In the latest RP case study, Elaine Turtle looks at a bittersweet SSAS example where tax-free cash helped ease the pain of a devastating medical diagnosis

We have a small self-administered scheme (SSAS) that was set up for Sandra and Julian around 20 years ago.

The SSAS was initially set up in order to purchase the premises for the business run by them. Over time their business has grown and expanded, as the children grew older, they joined the family enterprise and also joined the SSAS in the last few years.

The business premises that they purchased had a lot of land and due to the business expansion, they needed an even bigger site.

Following a board meeting they decided that the trustees of the SSAS would build an extension onto the existing building, providing additional space but without the need to move, with all the upheaval that would come from that.

At the time that they wanted to undertake the extension there was still a small mortgage on the commercial property which they paid off with cash held within the SSAS and then the uplift in the value of the property, allowed the trustees to borrow 50% of the fund value, which was sufficient to build the extension.

The extension was duly built and the rent coming in from the commercial rent has been paying off the mortgage.
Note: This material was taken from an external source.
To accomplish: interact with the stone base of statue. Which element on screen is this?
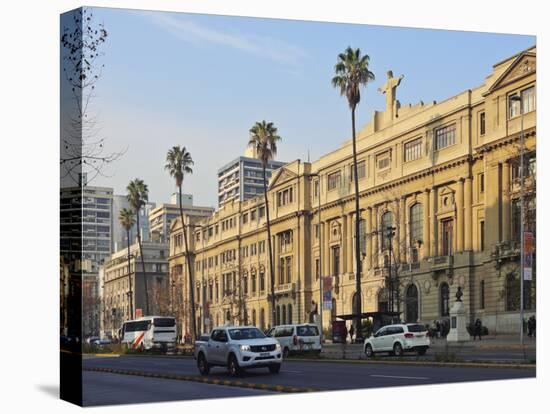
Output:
[447,301,470,342]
As the rent was more than the monthly mortgage, and the trustees had decided to make overpayments, there was not much of build-up of a cash reserve in the scheme.

Bad news

Unfortunately, Sandra has just found out that she has a degenerative brain disorder, it will take a few years before she will be fully incapacitated, but in that time she wants to do all the things that were on her bucket list while she is able to enjoy them.

In order to fund her adventures, she would like to access her tax-free cash from the scheme, it was always her plan to use this for a trip to Australia, New Zealand and Fiji.

The problem she faces is that there is not enough cash in the scheme for her to have her 25% tax-free cash and although contributions could be paid, the company does not want to pay more cash into the scheme at this time due to the business having to deal with Sandra not being around in the future.

To cover her role they are now looking to recruit some new people to help the business continue to grow and be profitable.

What are the options?

The trustees of the SSAS came to us to ask what options there might be for them. We explained that the trustees could borrow against the property and that would provide the cash that the scheme needs to pay out Sandra’s tax-free cash.

The trustees spoke to their local bank who they have dealt with for many years and they were happy to arrange this as the loan to value was low.

This made the trustees think. Julian has no plans to take his tax-free cash presently and not until he sees how things go with Sandra.

But we explained that once you have borrowing from the scheme, if you want to borrow more, then you have a double whammy of taking 50% of the net value of the scheme, then taking the existing borrowing off again, so in some cases, it can mean not being able to borrow more.

With interest rates being so low the SSAS scheme members and the business decided that they would take extra now so the option was there for Julian. The rental more than covers the new mortgage payments and it would give Julian and Sandra new options in having to deal with her illness.

Though a very sad time it was good to know that Sandra was going to be able to take her trip of a lifetime that she had always planned and enjoy herself while she is able to.